SECOND SUNDAY OF ADVENT - CYCLE A
Isaiah 11:1-10/Psalm 72/Romans 15:4-9/Matthew 3:1-12
Judging from his appearance and strident message, John the Baptist brings a bit of an edge to religion. If he were born a few centuries later and a little more to the south he might have been leading the crowd calling for the death of that British school marm who let her kids name their teddy bear Muhammad. Yet the Baptist is given a prominent place in Christianity. He rates a number of high-placed feasts and he dominates these weeks of Advent. But, truth be told, he belongs more to the Old than the New Testament; truth be told, he probably wouldn’t have sat through the lecture on the Beatitudes. And if he were around when Jesus convinced those other johns not to throw the first stone at the adulteress, this John would have already begun the pelting.

Religion seems to constantly shift between the extremes of divine justice and everlasting mercy, between judgment and forgiveness, the threat of hell and the promise of heaven. The Baptist represents one extreme of the pendulum; modern relativism, that anything-goes approach to life, the other; the truth -- somewhere in between.

Religion can take itself too seriously at times. It has the potential to become idolatrous, making itself into the divine when it is meant only to point us in that direction. Muslims running around the streets with machetes, ready to cut someone’s head off because a teddy bear was named Muhammad, is an obvious case in point. But members of the Westbrook Baptist Church in Iowa, parading at the funeral of a fallen soldier with signs saying God hates you, thank God for dead soldiers, thank God for 9/11, is an example of the same, the exact same, sentiment – just without the machetes (proving that fanatics, too, can be culturally conditioned). Perhaps a good dose of that feared modern relativism might be a healthy antidote to Muslim and Baptist alike. Catholics are not immune to the same danger - the antics of the bombastic William Donohue of the Catholic League come to mind here – but don’t quite measure up to the extreme absurdity of the above examples.
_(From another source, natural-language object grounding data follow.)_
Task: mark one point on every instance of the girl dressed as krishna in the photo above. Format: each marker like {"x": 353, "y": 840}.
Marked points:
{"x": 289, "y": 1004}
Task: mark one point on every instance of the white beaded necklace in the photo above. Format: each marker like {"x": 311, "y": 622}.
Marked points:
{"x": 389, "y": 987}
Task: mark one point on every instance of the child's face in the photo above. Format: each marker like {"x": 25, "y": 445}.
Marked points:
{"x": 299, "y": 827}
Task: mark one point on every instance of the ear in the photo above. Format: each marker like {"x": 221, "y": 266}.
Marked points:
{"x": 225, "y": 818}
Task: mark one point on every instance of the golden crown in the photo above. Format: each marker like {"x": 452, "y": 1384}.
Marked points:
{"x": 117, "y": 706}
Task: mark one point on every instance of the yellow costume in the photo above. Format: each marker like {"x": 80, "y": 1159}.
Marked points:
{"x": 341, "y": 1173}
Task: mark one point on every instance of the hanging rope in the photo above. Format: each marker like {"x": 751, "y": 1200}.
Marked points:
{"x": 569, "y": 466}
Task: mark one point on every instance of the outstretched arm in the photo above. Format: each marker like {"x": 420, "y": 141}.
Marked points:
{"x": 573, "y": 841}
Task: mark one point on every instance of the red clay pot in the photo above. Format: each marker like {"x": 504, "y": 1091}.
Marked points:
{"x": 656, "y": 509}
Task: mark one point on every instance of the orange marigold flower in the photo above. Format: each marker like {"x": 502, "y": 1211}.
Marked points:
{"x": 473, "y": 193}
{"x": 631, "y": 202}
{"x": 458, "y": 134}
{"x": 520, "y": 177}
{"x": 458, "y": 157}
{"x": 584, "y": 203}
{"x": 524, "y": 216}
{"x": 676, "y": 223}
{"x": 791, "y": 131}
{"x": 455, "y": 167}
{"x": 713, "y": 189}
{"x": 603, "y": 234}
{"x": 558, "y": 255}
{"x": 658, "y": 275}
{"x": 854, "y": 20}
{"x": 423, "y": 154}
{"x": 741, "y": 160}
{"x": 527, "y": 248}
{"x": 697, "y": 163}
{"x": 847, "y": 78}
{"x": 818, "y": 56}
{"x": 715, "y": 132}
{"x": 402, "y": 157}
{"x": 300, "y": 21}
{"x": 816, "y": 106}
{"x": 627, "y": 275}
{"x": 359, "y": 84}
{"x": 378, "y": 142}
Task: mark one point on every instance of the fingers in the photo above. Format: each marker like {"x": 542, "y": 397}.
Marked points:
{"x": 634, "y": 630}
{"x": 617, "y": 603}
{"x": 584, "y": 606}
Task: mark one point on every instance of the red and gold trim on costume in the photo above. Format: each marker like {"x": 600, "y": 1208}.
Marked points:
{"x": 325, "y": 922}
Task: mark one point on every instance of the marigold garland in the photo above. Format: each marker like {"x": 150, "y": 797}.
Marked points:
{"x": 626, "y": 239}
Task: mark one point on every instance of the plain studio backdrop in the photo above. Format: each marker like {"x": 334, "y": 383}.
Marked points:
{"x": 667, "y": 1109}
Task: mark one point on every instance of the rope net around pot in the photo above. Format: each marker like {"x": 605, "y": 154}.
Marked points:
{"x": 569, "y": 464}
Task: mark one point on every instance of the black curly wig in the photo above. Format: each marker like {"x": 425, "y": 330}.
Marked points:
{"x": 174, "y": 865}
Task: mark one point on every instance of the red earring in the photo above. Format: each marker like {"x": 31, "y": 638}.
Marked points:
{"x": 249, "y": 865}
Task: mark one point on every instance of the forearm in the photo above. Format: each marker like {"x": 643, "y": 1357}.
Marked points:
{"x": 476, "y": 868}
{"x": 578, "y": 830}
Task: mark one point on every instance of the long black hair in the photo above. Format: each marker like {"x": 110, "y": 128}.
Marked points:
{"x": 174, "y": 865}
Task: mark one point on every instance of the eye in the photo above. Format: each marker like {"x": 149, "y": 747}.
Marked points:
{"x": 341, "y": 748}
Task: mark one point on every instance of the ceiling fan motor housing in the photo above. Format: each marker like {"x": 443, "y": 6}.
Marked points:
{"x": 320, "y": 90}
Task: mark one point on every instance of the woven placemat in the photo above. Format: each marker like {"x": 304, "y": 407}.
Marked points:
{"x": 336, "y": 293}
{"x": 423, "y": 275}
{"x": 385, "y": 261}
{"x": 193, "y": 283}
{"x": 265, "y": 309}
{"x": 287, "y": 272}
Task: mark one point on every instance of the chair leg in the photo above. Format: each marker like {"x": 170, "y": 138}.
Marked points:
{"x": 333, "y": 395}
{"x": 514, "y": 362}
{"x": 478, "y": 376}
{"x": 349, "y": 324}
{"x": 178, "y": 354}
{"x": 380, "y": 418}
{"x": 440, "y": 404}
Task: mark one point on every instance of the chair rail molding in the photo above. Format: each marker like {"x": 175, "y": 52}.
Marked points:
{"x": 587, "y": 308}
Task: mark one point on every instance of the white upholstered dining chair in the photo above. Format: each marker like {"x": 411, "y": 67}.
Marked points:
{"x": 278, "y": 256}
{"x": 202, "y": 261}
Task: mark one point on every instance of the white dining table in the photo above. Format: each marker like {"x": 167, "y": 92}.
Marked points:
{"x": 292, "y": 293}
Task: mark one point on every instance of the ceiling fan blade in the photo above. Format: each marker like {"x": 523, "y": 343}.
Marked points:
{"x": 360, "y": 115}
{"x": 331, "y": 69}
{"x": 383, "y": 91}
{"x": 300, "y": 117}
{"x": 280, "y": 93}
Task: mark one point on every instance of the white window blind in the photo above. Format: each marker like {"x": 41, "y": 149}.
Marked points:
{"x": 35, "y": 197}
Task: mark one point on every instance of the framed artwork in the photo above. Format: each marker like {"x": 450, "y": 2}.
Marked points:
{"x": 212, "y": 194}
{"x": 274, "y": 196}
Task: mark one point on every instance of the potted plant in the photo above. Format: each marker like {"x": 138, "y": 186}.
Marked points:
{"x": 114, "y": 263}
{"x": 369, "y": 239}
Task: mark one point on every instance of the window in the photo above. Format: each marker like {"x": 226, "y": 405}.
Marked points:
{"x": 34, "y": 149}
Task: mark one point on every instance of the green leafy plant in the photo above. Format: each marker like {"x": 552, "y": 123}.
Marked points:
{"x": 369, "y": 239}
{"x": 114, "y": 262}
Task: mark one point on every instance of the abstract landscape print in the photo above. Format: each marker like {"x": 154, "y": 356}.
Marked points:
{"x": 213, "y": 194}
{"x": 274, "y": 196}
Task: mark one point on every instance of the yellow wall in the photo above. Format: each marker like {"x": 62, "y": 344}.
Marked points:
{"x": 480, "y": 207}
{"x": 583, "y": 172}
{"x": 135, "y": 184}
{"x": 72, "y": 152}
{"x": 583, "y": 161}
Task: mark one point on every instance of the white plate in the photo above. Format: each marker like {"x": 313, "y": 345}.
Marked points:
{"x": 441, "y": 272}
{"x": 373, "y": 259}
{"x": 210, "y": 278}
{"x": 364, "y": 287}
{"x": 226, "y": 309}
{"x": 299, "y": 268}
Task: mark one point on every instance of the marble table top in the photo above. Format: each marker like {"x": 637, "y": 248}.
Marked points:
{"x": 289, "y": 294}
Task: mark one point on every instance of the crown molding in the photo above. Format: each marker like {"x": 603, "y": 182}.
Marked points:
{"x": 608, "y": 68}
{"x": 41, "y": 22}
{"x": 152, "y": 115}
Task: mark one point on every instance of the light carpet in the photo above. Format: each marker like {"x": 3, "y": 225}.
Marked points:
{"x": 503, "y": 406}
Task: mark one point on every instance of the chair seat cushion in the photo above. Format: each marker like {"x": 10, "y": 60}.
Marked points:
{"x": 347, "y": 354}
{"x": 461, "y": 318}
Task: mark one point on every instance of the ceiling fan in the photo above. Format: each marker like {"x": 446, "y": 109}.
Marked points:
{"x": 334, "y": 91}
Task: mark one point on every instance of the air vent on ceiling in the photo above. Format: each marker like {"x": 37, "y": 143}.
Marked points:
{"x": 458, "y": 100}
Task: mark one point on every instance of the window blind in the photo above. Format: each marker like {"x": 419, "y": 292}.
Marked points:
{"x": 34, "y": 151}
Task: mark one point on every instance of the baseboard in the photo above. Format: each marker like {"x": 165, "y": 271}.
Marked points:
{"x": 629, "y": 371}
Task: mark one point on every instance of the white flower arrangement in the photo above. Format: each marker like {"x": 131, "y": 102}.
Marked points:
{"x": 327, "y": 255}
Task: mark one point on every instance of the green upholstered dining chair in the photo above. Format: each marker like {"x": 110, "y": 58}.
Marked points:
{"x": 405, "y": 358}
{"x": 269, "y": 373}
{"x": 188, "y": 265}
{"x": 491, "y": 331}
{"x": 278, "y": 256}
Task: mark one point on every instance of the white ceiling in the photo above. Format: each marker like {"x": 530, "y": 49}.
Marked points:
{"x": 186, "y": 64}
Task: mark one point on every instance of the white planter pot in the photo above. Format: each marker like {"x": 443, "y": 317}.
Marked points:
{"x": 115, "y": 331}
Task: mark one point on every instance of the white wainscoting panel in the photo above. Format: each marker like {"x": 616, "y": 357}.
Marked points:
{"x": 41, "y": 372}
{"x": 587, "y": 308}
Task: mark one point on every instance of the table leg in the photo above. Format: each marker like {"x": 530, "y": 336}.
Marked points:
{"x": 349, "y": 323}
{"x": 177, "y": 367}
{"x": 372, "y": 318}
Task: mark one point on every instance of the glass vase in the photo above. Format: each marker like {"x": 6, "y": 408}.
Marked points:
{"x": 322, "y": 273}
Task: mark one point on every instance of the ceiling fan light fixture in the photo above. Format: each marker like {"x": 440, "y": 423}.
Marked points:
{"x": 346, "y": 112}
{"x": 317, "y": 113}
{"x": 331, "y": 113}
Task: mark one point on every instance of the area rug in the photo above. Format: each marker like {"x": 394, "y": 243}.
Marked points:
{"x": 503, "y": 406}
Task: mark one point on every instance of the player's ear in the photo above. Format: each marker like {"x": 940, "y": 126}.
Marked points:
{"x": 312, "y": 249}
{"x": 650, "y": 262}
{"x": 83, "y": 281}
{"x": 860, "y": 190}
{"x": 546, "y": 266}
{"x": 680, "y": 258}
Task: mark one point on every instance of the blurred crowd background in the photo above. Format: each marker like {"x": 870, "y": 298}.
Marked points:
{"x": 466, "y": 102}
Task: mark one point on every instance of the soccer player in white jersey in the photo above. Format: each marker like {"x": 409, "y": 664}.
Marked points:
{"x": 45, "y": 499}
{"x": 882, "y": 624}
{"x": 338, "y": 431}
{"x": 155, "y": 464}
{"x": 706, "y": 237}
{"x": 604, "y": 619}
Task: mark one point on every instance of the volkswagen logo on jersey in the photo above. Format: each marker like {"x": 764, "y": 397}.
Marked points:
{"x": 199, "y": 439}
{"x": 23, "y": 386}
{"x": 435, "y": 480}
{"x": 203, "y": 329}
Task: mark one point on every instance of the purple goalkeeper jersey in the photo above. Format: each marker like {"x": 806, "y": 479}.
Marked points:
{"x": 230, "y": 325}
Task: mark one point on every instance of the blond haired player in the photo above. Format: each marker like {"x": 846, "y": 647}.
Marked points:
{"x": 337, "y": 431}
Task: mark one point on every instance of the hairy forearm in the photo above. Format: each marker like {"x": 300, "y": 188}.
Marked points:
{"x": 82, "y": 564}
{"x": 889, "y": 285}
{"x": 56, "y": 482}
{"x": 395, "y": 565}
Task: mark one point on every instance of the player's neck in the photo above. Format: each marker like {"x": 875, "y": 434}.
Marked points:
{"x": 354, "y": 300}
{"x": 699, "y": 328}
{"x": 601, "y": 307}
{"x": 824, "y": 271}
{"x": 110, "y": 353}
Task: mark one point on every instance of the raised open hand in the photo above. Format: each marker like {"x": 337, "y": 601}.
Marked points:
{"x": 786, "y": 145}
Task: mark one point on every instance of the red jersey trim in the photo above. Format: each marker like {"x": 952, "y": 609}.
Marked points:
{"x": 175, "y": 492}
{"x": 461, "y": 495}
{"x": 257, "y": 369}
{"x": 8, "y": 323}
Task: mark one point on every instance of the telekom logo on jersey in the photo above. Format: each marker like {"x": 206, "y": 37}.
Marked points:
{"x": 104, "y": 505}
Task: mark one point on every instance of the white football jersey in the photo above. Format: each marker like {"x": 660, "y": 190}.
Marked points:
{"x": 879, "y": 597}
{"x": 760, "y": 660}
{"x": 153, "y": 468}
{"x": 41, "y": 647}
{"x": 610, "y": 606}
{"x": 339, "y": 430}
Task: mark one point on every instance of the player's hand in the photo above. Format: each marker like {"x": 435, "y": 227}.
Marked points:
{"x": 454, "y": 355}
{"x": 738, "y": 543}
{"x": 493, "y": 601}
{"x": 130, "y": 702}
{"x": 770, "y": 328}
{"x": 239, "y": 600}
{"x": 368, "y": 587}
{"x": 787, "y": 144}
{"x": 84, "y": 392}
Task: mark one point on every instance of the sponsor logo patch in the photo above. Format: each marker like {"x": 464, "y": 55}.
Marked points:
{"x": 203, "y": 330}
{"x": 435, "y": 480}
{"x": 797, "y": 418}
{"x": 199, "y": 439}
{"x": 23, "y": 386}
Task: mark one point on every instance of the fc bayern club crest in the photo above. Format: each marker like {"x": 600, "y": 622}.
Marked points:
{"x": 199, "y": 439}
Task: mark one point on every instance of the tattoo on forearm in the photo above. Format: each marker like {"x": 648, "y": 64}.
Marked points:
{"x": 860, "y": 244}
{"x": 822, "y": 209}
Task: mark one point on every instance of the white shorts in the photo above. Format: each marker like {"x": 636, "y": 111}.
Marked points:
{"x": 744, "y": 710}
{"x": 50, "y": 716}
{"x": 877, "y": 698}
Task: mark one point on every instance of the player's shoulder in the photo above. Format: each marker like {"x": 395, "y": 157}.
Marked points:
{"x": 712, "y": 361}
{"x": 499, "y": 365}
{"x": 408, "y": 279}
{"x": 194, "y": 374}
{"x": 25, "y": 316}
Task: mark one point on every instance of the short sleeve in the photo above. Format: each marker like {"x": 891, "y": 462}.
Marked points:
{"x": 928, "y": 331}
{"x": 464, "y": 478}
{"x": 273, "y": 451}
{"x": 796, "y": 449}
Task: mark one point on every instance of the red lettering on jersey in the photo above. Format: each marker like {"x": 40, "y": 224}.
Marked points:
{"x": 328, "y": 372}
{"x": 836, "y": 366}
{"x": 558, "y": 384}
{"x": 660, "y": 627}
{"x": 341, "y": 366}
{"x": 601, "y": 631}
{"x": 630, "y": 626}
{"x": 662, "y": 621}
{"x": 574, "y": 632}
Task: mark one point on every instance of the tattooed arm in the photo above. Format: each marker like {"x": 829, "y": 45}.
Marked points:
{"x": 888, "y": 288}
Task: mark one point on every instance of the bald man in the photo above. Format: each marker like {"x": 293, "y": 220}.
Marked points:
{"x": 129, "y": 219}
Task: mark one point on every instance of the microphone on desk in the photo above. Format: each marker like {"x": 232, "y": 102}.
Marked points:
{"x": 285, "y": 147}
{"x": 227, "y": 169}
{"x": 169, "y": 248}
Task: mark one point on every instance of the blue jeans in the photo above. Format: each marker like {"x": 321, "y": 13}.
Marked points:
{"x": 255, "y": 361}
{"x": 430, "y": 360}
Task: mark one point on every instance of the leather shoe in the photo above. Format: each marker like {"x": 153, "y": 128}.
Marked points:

But perhaps John the Baptist serves an important purpose. His dour extremes help highlight the brighter Messianic promises which Jesus reminds us of in the gospel: the blind will see, the lame walk, and the deaf hear. Jesus is echoing Isaiah, of course, who promises that and more: the wolf, Isaiah says, will be the guest of the lamb; the cow and the bear will be neighbors. And, we might hope: even teddy bears named Mohammad.